何度も会いながら結果的にプラトニックなお付き合いのまま別れた

「弱視のために職場でストレスを抱えることも多くてその反動なんだと思う。でも大学の学費を払ってくれたし、歳をとった今は恨みはなくなって。むしろ弱視や視覚障害の人たちの気持ちを理解したくなった。ボランティアで何か助けになることができたらと点字の勉強もしている」

忙しい仕事のかたわら勉強を続けて、もうすぐ点字技能士の資格も取れるという。資格講師としてボランティアで子供たちに点字を教えたいという言葉に心を打たれた。

なんて心が広くて真っ直ぐな……。ヒロさんは、私が1年間のアプリ取材で出会った中でも、トップレベルで社会的な意識の高い人だったと思う。

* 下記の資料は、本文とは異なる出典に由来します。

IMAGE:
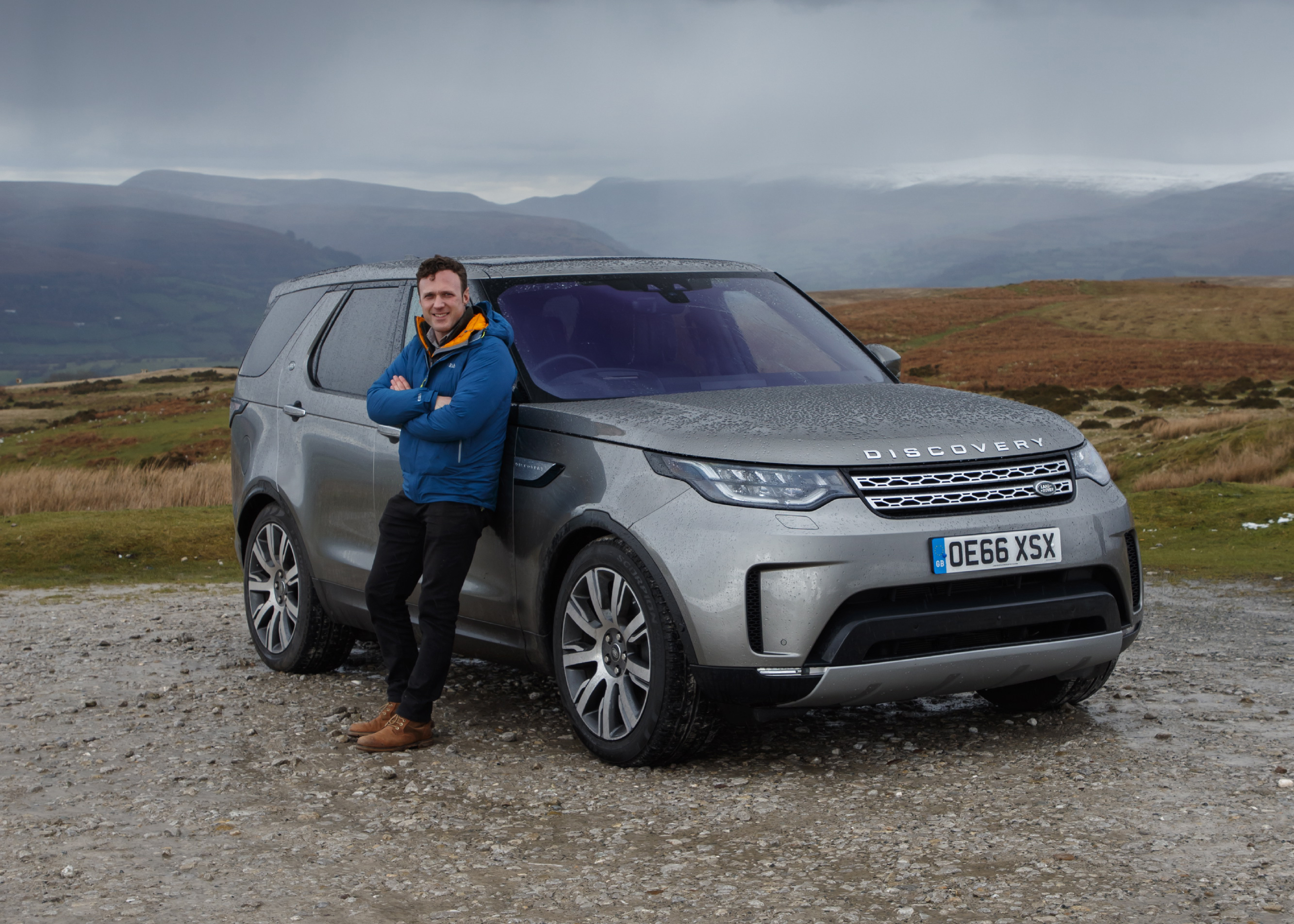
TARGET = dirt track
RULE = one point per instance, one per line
(152, 771)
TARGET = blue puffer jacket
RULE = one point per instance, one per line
(453, 453)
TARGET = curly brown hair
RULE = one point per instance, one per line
(434, 264)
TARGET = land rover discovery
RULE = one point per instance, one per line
(717, 503)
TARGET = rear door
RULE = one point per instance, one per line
(327, 441)
(487, 624)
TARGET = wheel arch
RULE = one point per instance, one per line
(261, 495)
(574, 536)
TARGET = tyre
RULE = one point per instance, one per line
(286, 620)
(620, 663)
(1048, 693)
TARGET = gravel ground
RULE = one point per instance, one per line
(152, 769)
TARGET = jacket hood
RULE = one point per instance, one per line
(839, 425)
(484, 321)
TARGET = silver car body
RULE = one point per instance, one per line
(782, 610)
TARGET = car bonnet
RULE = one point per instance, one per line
(840, 425)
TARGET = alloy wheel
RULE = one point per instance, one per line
(273, 588)
(606, 654)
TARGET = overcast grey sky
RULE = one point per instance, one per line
(512, 98)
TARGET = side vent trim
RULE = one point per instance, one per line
(1134, 567)
(753, 611)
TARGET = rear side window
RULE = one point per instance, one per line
(281, 321)
(359, 344)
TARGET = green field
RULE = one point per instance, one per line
(1196, 532)
(125, 422)
(118, 546)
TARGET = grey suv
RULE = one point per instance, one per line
(717, 505)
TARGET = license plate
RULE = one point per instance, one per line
(961, 554)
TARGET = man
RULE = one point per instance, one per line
(449, 391)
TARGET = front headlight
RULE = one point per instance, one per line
(755, 486)
(1089, 464)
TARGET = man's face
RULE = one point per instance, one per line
(443, 301)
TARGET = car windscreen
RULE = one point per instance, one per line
(638, 334)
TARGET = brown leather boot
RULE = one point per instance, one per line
(378, 724)
(399, 734)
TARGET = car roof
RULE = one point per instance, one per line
(501, 267)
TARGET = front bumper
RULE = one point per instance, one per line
(776, 606)
(909, 678)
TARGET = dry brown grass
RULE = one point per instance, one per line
(1079, 334)
(1188, 426)
(40, 490)
(1254, 465)
(1017, 352)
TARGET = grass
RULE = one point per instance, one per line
(1190, 426)
(1079, 333)
(47, 490)
(1196, 532)
(118, 546)
(1253, 448)
(114, 424)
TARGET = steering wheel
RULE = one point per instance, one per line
(539, 371)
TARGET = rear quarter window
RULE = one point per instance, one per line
(281, 321)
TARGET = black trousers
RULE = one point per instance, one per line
(434, 542)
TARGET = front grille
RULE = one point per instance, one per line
(1134, 569)
(1007, 484)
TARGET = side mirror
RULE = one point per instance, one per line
(889, 359)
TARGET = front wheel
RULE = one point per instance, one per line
(620, 663)
(288, 623)
(1048, 693)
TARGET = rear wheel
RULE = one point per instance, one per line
(288, 623)
(1048, 693)
(620, 664)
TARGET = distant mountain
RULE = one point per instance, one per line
(109, 285)
(178, 264)
(233, 191)
(1235, 230)
(110, 276)
(821, 235)
(376, 222)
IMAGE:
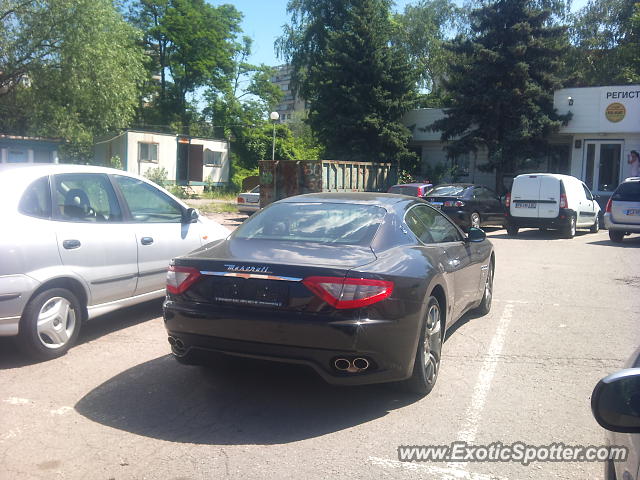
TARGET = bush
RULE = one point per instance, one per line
(158, 176)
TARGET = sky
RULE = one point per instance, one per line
(263, 21)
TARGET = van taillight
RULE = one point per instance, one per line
(563, 200)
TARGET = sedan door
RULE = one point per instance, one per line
(160, 233)
(93, 242)
(433, 228)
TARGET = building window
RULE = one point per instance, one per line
(461, 163)
(147, 152)
(212, 159)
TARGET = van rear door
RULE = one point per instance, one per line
(524, 196)
(549, 197)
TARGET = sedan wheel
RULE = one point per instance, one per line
(50, 324)
(427, 362)
(485, 303)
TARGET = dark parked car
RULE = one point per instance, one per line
(359, 286)
(615, 403)
(411, 189)
(468, 205)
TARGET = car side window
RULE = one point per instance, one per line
(146, 203)
(36, 199)
(431, 226)
(85, 197)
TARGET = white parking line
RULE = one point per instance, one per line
(441, 473)
(485, 377)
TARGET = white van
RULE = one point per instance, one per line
(549, 200)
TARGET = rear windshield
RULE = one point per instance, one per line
(447, 191)
(335, 223)
(627, 192)
(404, 190)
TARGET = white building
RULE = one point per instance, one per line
(290, 102)
(594, 146)
(16, 149)
(187, 160)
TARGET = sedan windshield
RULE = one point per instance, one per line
(337, 223)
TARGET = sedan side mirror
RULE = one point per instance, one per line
(615, 401)
(476, 235)
(190, 215)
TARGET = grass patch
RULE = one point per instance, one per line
(218, 207)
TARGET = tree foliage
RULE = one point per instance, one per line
(422, 30)
(191, 45)
(606, 43)
(356, 82)
(502, 84)
(84, 80)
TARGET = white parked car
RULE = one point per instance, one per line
(80, 241)
(548, 200)
(622, 214)
(249, 202)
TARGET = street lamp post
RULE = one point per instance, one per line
(274, 116)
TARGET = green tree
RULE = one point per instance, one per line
(422, 30)
(356, 82)
(501, 84)
(86, 84)
(605, 43)
(192, 45)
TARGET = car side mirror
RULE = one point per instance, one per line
(476, 235)
(615, 402)
(190, 215)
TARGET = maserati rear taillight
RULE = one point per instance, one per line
(349, 292)
(179, 279)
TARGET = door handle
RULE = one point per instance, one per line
(71, 244)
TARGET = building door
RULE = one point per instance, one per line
(602, 166)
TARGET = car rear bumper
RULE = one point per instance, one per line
(15, 291)
(389, 346)
(625, 227)
(559, 222)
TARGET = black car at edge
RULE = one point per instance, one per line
(359, 286)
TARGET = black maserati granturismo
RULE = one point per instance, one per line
(359, 286)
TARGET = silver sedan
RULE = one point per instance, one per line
(81, 241)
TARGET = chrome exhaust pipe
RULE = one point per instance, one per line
(360, 364)
(342, 364)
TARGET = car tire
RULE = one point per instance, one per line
(427, 362)
(570, 230)
(475, 220)
(50, 324)
(485, 303)
(616, 236)
(512, 231)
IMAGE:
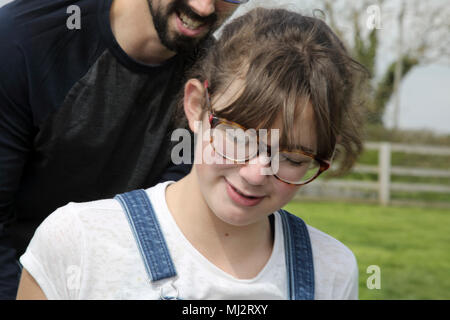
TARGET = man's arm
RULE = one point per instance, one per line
(16, 131)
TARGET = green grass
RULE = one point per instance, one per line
(410, 245)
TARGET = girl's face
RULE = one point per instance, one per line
(243, 194)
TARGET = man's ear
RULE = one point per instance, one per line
(194, 98)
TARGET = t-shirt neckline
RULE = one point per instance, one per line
(201, 258)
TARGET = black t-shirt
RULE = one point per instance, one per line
(79, 119)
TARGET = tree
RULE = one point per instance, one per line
(425, 40)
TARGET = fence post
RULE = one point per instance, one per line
(384, 174)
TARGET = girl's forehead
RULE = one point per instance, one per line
(302, 134)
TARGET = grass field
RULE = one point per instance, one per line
(410, 245)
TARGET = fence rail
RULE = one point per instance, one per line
(383, 186)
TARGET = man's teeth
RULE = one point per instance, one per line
(188, 22)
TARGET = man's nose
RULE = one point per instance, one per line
(203, 8)
(257, 170)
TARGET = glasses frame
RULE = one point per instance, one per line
(214, 121)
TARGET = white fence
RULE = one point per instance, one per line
(385, 170)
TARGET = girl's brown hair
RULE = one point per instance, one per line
(285, 59)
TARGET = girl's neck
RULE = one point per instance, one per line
(239, 251)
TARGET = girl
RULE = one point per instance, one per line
(219, 233)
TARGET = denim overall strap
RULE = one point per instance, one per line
(299, 258)
(148, 235)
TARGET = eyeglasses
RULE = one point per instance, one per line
(236, 1)
(239, 144)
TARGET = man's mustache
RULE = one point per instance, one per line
(180, 6)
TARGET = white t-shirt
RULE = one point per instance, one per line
(88, 251)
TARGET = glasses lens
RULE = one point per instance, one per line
(234, 143)
(296, 167)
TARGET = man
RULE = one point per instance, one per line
(87, 92)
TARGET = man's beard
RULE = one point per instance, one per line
(180, 43)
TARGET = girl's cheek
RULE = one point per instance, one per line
(286, 191)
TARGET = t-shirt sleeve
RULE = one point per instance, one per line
(54, 255)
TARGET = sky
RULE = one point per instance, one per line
(425, 92)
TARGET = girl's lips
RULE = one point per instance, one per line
(238, 198)
(186, 31)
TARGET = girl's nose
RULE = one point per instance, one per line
(203, 8)
(257, 170)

なのに、なぜ何度も会いながら結果的にプラトニックなお付き合いのまま別れてしまったのか。

これは大きな問題だ。

第一にヒロさんのコンプラが完璧すぎて、恋人という領域に進みにくかった。つまり関係も会話も非性的で、個人的な関係に進むには何かが足りなかった。多分、ヒロさんが性的な言葉や行動などを徹底的に排除してくれたおかげで、そういう面での不安感は持たなくてよかったものの、逆に先に進むとっかかりも見えなかったのだ。

結婚を前提としたマッチングをゲットするのは意外に簡単だが、難しいのはそこから「結婚を前提とした恋人」になるまでの過程だ。恋人にならなくていいのなら、ただベルトコンベアに乗って結婚式まで運ばれていくだけなら誰でもできる。極端な例は一昔前の仲人がいるお見合いや結婚相談所のシステムだ。2人の間に恋愛感情が介在しなくても、「……さんが勧めてくれるから」「親も納得してくれるから」という理由で結婚が成立していた。